Che sarà, sarà, recita la vieja canción. Lo que llegue, llegará, y casi siempre será distinto a como lo habíamos soñado, generalmente peor. No es una cuestión de fatalismo, ni siquiera de pesimismo: es, sencillamente, que la vida discurre al margen de nuestros sueños.
¿Hay que resignarse, entonces? Todo lo contrario: precisamente porque la vida ignora nuestros deseos, nos corresponde luchar por ellos. La vida es tarea porque nos lleva la contraria, o más bien nosotros se la llevamos a ella. Sísifo siempre tendrá rocas que remontar (y siempre rodarán por la ladera).

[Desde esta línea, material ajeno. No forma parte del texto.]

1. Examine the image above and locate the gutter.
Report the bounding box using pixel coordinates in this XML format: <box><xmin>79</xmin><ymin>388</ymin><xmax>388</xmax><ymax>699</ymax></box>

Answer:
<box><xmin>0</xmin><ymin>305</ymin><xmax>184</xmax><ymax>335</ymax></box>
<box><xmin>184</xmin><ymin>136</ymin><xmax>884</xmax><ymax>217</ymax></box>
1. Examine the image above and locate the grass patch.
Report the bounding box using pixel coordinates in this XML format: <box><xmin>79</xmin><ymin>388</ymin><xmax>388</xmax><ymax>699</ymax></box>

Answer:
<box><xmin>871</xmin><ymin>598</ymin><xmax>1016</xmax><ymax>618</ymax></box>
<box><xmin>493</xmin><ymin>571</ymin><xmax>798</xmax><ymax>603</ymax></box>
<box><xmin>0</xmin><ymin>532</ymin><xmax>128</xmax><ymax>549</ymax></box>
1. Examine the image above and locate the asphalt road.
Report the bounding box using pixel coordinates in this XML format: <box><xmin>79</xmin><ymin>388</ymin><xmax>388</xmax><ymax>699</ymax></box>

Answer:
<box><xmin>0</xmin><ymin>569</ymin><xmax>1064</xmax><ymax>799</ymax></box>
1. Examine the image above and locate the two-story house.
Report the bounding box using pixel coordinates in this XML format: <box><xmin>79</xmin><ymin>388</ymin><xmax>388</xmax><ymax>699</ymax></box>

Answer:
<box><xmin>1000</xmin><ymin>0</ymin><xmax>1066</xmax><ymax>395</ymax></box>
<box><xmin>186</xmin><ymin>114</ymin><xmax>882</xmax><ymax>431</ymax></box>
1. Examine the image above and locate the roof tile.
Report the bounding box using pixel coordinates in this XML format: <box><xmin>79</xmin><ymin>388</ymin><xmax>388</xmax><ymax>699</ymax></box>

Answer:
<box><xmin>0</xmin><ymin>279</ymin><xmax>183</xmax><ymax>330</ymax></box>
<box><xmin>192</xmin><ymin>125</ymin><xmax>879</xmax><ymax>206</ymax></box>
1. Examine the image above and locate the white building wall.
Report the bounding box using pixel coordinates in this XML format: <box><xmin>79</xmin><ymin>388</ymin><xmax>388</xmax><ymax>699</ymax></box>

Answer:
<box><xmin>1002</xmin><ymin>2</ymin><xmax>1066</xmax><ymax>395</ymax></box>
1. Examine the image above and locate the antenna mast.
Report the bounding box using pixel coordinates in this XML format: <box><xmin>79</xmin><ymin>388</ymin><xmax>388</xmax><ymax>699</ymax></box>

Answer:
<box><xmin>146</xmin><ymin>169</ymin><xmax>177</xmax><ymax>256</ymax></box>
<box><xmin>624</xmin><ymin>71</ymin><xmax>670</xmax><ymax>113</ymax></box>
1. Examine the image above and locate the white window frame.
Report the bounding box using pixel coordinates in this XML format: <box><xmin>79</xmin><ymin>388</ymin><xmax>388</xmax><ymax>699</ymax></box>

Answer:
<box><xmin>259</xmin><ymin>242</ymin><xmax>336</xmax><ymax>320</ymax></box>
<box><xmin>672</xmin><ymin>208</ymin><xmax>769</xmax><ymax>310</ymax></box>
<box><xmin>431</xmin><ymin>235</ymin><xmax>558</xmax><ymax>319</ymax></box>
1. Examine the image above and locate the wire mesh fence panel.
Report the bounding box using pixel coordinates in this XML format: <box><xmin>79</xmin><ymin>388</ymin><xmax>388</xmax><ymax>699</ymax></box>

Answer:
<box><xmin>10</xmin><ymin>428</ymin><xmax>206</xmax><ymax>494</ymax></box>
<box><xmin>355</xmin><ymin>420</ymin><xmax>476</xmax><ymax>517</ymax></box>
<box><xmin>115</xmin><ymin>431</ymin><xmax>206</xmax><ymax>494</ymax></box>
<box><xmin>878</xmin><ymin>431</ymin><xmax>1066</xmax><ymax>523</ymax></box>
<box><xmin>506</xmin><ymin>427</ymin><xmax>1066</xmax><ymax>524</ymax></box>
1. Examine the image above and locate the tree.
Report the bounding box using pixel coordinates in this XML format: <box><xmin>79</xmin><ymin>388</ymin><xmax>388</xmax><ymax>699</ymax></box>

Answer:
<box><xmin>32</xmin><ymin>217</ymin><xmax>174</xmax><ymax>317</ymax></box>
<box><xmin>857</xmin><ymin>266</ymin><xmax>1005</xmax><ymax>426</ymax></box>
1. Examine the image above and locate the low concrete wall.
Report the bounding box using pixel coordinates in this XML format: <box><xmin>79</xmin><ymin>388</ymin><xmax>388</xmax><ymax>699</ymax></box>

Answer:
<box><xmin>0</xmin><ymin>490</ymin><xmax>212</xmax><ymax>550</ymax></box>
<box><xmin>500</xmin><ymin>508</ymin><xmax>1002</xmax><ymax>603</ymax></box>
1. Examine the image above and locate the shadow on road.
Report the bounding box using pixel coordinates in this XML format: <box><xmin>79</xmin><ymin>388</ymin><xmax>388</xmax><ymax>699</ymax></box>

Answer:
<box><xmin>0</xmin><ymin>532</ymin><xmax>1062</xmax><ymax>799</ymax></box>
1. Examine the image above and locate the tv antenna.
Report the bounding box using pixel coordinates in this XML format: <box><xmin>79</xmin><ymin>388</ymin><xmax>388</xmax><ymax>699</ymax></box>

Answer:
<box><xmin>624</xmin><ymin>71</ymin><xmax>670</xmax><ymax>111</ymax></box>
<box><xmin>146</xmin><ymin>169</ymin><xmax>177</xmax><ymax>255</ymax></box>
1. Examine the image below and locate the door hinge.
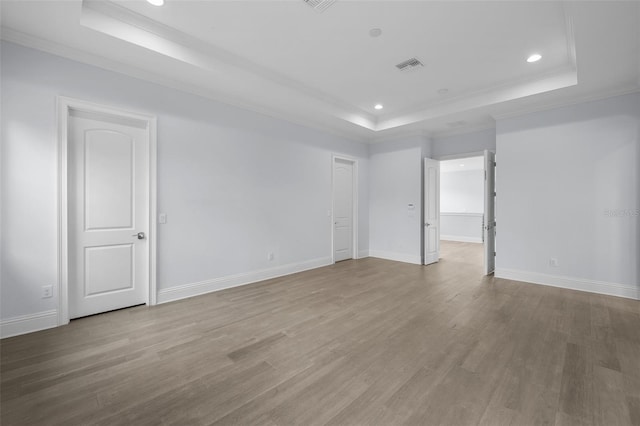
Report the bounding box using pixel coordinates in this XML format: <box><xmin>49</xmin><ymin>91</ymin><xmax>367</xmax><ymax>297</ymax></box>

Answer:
<box><xmin>494</xmin><ymin>161</ymin><xmax>497</xmax><ymax>167</ymax></box>
<box><xmin>494</xmin><ymin>251</ymin><xmax>496</xmax><ymax>256</ymax></box>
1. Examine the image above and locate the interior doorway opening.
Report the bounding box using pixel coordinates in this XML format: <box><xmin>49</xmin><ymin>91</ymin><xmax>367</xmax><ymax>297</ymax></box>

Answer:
<box><xmin>425</xmin><ymin>151</ymin><xmax>496</xmax><ymax>274</ymax></box>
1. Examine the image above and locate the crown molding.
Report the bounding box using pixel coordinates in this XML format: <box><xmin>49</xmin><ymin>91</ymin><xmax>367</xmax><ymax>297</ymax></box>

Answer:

Hay que cumplir con gozo esa obstinación humana; en realidad, la obstinación es el gozo; ya nos lo dijeron Spinoza, Schopenhauer y Nietzsche. Es el gozo y es el dolor, tal vez con más de este que de aquel, aunque nunca con uno sin el otro. Pero, entonces, si el
destino del hombre es luchar (y sucumbir) por crear su destino, ¿no deberíamos ser enemigos de esa canción que se rinde a los caprichos del azar? Todo lo contrario: cuando decimos «lo que tenga que ser será», estamos entregándonos incondicionalmente al futuro, le proclamamos que aquí nos tiene, dispuestos, nos lleve adonde nos lleve, incluso aunque sea a nuestro pesar. Hay paz, y sobre todo alegría, en esa entrega previa al combate.